A Colombian cocaine cartel allegedly laundered millions of dollars in drug money through the international banking giants Citibank, Deutsche Bank and Bank of America, federal court papers reveal.

The disclosure, contained in a little-noticed affidavit by an undercover narcotics agent in Boston, comes as federal authorities are continuing their investigations of major banks suspected of moving money through the United States for drug cartels and countries under trade sanctions.

These include Citigroup Inc., Citibank’s parent company, where federal prosecutors in Boston are investigating possible money laundering violations by Banamex, a Mexican subsidiary.

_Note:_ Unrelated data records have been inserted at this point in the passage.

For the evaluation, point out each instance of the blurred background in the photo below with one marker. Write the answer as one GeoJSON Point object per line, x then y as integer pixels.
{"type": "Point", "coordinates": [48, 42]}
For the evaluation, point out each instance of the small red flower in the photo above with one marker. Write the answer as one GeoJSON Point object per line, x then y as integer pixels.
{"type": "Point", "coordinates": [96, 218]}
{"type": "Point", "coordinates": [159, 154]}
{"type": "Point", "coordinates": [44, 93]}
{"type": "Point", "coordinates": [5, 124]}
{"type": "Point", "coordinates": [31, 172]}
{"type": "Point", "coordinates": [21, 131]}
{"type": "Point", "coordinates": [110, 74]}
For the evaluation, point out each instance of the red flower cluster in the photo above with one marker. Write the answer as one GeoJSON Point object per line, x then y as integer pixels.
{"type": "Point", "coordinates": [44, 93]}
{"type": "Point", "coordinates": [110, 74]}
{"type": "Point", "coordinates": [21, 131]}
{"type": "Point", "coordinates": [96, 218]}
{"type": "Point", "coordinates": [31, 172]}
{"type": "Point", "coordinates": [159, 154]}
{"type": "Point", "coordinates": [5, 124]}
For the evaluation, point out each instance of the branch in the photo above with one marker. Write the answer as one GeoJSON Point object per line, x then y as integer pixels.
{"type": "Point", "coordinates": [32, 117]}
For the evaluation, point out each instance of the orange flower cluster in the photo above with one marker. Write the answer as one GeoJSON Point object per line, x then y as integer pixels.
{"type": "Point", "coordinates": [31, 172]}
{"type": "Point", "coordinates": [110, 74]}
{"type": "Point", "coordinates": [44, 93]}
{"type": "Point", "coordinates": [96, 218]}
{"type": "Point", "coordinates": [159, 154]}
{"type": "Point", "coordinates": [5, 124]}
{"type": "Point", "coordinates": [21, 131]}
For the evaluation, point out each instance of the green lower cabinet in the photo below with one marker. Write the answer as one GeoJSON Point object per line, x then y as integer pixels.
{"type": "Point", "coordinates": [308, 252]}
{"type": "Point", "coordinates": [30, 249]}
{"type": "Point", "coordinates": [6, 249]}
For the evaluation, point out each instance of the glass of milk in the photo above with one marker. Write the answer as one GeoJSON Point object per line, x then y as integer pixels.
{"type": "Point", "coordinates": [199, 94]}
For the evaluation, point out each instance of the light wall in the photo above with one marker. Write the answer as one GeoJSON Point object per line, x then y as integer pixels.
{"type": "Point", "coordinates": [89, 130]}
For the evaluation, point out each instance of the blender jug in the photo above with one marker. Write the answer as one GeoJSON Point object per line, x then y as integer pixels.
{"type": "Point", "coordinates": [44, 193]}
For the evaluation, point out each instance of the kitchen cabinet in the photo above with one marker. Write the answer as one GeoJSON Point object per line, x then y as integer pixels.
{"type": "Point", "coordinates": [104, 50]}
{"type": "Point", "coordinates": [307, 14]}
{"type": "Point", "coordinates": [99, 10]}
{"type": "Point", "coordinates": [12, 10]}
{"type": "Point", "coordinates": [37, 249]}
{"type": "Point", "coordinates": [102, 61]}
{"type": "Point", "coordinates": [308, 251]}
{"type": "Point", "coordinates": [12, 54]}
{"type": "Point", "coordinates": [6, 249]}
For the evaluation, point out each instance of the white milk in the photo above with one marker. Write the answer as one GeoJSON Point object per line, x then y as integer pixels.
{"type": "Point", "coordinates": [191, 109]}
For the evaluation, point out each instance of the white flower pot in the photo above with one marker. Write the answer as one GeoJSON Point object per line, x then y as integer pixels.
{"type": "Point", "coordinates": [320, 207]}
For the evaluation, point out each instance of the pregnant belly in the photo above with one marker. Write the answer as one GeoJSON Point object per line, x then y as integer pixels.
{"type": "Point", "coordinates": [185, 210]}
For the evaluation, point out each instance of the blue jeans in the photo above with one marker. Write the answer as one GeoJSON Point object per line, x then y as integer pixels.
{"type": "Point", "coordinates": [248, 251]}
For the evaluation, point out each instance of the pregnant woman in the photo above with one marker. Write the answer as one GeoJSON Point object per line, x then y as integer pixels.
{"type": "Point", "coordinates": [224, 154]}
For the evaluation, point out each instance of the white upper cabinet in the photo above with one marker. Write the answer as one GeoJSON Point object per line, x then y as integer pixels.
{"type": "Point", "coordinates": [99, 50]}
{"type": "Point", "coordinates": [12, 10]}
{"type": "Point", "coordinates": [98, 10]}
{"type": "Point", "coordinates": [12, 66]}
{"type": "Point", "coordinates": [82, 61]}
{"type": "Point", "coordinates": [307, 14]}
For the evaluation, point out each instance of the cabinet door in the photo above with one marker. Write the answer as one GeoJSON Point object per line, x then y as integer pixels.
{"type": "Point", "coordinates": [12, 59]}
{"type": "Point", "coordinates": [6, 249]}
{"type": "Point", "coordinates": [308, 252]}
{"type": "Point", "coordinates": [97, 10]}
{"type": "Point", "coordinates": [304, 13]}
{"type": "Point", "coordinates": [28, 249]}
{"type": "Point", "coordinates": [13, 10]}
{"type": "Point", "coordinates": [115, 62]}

Narcotraffickers and money launderers allegedly used accounts at the three banks in moving tens of millions of dollars around the world, with $9.3 million remaining in accounts at Citi and Deutsche Bank, according to the D.E.A.

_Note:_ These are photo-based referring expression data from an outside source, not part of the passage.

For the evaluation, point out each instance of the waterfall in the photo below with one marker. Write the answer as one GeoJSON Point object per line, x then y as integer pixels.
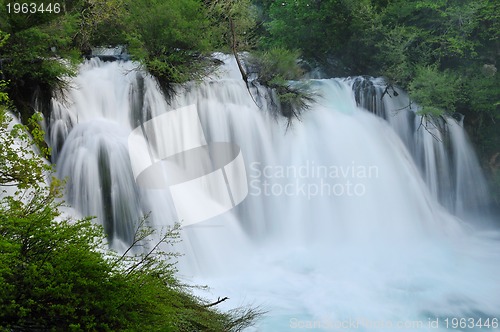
{"type": "Point", "coordinates": [348, 216]}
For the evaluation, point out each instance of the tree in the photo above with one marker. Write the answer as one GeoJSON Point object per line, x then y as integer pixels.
{"type": "Point", "coordinates": [56, 273]}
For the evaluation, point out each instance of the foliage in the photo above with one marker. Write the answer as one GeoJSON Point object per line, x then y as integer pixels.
{"type": "Point", "coordinates": [276, 69]}
{"type": "Point", "coordinates": [436, 91]}
{"type": "Point", "coordinates": [169, 37]}
{"type": "Point", "coordinates": [55, 273]}
{"type": "Point", "coordinates": [233, 22]}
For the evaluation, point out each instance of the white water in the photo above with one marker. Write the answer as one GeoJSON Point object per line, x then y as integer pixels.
{"type": "Point", "coordinates": [345, 228]}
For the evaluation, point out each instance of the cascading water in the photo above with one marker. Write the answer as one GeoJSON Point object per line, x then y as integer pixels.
{"type": "Point", "coordinates": [339, 225]}
{"type": "Point", "coordinates": [439, 146]}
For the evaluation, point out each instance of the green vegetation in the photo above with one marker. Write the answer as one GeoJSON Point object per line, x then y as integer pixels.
{"type": "Point", "coordinates": [279, 70]}
{"type": "Point", "coordinates": [56, 275]}
{"type": "Point", "coordinates": [444, 52]}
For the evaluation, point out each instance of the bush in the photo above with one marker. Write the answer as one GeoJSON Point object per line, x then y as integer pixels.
{"type": "Point", "coordinates": [276, 69]}
{"type": "Point", "coordinates": [57, 275]}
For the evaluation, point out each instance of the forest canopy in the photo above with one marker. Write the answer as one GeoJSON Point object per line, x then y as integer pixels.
{"type": "Point", "coordinates": [445, 53]}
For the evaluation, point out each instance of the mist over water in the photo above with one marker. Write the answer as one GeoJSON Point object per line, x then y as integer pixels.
{"type": "Point", "coordinates": [356, 214]}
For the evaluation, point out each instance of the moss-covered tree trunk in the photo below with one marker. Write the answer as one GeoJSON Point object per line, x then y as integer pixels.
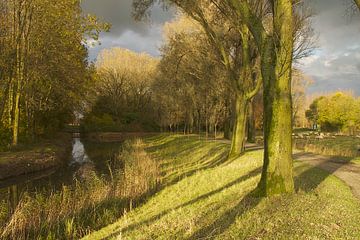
{"type": "Point", "coordinates": [277, 175]}
{"type": "Point", "coordinates": [251, 131]}
{"type": "Point", "coordinates": [357, 2]}
{"type": "Point", "coordinates": [239, 130]}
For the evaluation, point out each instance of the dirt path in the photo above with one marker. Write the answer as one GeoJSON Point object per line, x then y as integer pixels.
{"type": "Point", "coordinates": [348, 172]}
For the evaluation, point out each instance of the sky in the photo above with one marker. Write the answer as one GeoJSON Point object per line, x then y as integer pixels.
{"type": "Point", "coordinates": [335, 64]}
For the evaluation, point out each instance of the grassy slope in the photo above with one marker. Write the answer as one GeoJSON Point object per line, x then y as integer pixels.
{"type": "Point", "coordinates": [214, 200]}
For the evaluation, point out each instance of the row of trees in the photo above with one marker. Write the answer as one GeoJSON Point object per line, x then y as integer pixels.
{"type": "Point", "coordinates": [256, 43]}
{"type": "Point", "coordinates": [43, 64]}
{"type": "Point", "coordinates": [122, 95]}
{"type": "Point", "coordinates": [336, 112]}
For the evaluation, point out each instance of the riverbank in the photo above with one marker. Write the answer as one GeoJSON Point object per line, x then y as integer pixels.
{"type": "Point", "coordinates": [206, 197]}
{"type": "Point", "coordinates": [35, 157]}
{"type": "Point", "coordinates": [115, 136]}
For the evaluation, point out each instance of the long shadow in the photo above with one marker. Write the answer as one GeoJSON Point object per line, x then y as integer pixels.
{"type": "Point", "coordinates": [204, 196]}
{"type": "Point", "coordinates": [202, 164]}
{"type": "Point", "coordinates": [220, 225]}
{"type": "Point", "coordinates": [328, 165]}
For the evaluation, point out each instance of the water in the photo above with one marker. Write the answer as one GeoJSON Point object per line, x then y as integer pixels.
{"type": "Point", "coordinates": [96, 155]}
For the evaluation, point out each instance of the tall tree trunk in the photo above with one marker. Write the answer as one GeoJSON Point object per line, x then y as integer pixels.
{"type": "Point", "coordinates": [277, 174]}
{"type": "Point", "coordinates": [239, 131]}
{"type": "Point", "coordinates": [251, 131]}
{"type": "Point", "coordinates": [16, 115]}
{"type": "Point", "coordinates": [357, 2]}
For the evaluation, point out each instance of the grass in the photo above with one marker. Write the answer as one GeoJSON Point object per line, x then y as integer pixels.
{"type": "Point", "coordinates": [356, 161]}
{"type": "Point", "coordinates": [205, 197]}
{"type": "Point", "coordinates": [92, 203]}
{"type": "Point", "coordinates": [344, 146]}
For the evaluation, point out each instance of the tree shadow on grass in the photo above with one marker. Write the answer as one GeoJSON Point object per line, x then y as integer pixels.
{"type": "Point", "coordinates": [190, 168]}
{"type": "Point", "coordinates": [220, 225]}
{"type": "Point", "coordinates": [320, 169]}
{"type": "Point", "coordinates": [247, 203]}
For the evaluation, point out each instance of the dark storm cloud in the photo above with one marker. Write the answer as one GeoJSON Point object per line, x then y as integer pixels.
{"type": "Point", "coordinates": [125, 31]}
{"type": "Point", "coordinates": [335, 64]}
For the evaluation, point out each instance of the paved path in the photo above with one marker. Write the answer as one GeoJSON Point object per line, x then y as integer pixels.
{"type": "Point", "coordinates": [348, 172]}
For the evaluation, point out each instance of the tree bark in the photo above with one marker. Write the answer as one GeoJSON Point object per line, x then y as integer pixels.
{"type": "Point", "coordinates": [357, 2]}
{"type": "Point", "coordinates": [277, 174]}
{"type": "Point", "coordinates": [239, 130]}
{"type": "Point", "coordinates": [251, 131]}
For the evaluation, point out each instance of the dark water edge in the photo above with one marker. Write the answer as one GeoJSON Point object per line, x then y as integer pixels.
{"type": "Point", "coordinates": [85, 154]}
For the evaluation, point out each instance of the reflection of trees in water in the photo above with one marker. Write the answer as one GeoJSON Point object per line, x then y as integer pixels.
{"type": "Point", "coordinates": [79, 155]}
{"type": "Point", "coordinates": [102, 154]}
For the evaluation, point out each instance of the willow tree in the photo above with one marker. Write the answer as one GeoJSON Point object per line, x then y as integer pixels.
{"type": "Point", "coordinates": [357, 2]}
{"type": "Point", "coordinates": [235, 51]}
{"type": "Point", "coordinates": [275, 44]}
{"type": "Point", "coordinates": [43, 69]}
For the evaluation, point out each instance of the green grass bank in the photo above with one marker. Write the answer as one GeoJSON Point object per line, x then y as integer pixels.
{"type": "Point", "coordinates": [205, 197]}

After asking a judge to allow U.S. authorities to confiscate the money, federal prosecutors indicated last week they may instead settle with two Colombian brokerages which hold the accounts and may then see some of the money returned.

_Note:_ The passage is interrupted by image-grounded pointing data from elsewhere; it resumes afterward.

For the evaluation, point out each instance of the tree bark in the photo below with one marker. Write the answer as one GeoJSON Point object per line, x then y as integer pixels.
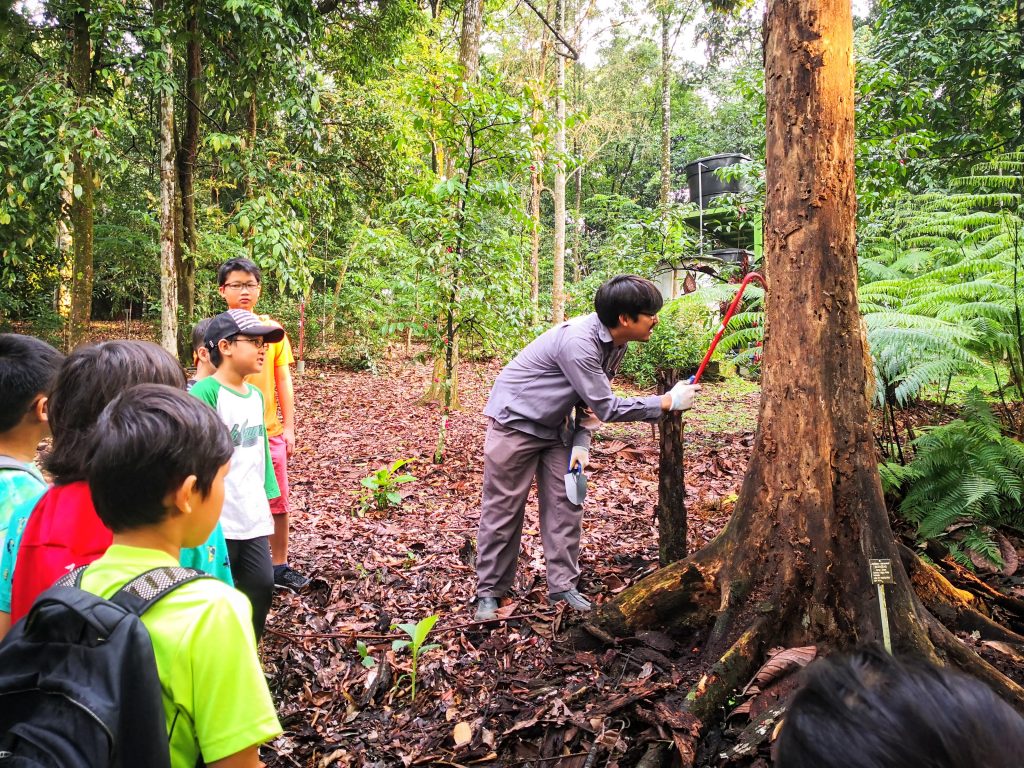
{"type": "Point", "coordinates": [792, 565]}
{"type": "Point", "coordinates": [558, 190]}
{"type": "Point", "coordinates": [672, 522]}
{"type": "Point", "coordinates": [666, 111]}
{"type": "Point", "coordinates": [168, 282]}
{"type": "Point", "coordinates": [82, 197]}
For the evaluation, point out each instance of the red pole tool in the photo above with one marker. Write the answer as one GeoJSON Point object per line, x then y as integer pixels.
{"type": "Point", "coordinates": [752, 276]}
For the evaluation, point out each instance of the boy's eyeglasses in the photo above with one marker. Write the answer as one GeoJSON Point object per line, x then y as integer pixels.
{"type": "Point", "coordinates": [258, 343]}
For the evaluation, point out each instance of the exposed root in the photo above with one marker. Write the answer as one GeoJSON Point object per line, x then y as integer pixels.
{"type": "Point", "coordinates": [681, 595]}
{"type": "Point", "coordinates": [952, 651]}
{"type": "Point", "coordinates": [954, 607]}
{"type": "Point", "coordinates": [974, 584]}
{"type": "Point", "coordinates": [707, 699]}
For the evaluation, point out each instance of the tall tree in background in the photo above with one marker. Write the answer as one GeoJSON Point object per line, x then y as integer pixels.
{"type": "Point", "coordinates": [82, 197]}
{"type": "Point", "coordinates": [168, 279]}
{"type": "Point", "coordinates": [666, 110]}
{"type": "Point", "coordinates": [810, 512]}
{"type": "Point", "coordinates": [558, 187]}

The repeated wire transfers occurred during a four-year D.E.A. undercover investigation that resulted in the seizure of $200 million in cash and more than a ton of cocaine. In addition, a dozen suspects were extradited from Colombia and 15 pleaded guilty on a variety of money laundering and drug trafficking charges.

Investigators say a Colombian cartel known as La Oficina de Envigado, said to have inherited the business of the defunct Medellín cartel of Pablo Escobar, moved the cash between 2010 and 2011.

Alleged drug trafficker Ericson (Sebastian) Vargas Cardona, described as the boss of the Office of Envigado drug cartel, at a police station inside the airport in Bogota, Colombia in 2012. He is currently awaiting trial in New York.
Alleged drug trafficker Ericson (Sebastian) Vargas Cardona, described as the boss of the Office of Envigado drug cartel, at a police station inside the airport in Bogota, Colombia in 2012. He is currently awaiting trial in New York.

Agents reported transferring drug money to the Citi, Deutsche Bank and Bank of America accounts, often at the specific instructions of La Oficina cocaine exporter Aldo Fernando Guerrero Clavijo, alias “Zeus” or “Rolo.” Couriers delivered the cash to suburban parking lots and busy streets, sometimes retrieving it from hidden electronic compartments in their cars in New York, Los Angeles, Houston, Philadelphia, Boston, Orlando, Fla. and other cities, according to the D.E.A.

The money came in heat-sealed bags or packed with scented towels to mask any lingering “narcotic odor,” Jaime X. Cepero, a Massachusetts police investigator detailed to a D.E.A. task force in Boston, said in an affidavit filed in August last year. In one instance, cash delivered in Rome bore visible traces of cocaine, Cepero said.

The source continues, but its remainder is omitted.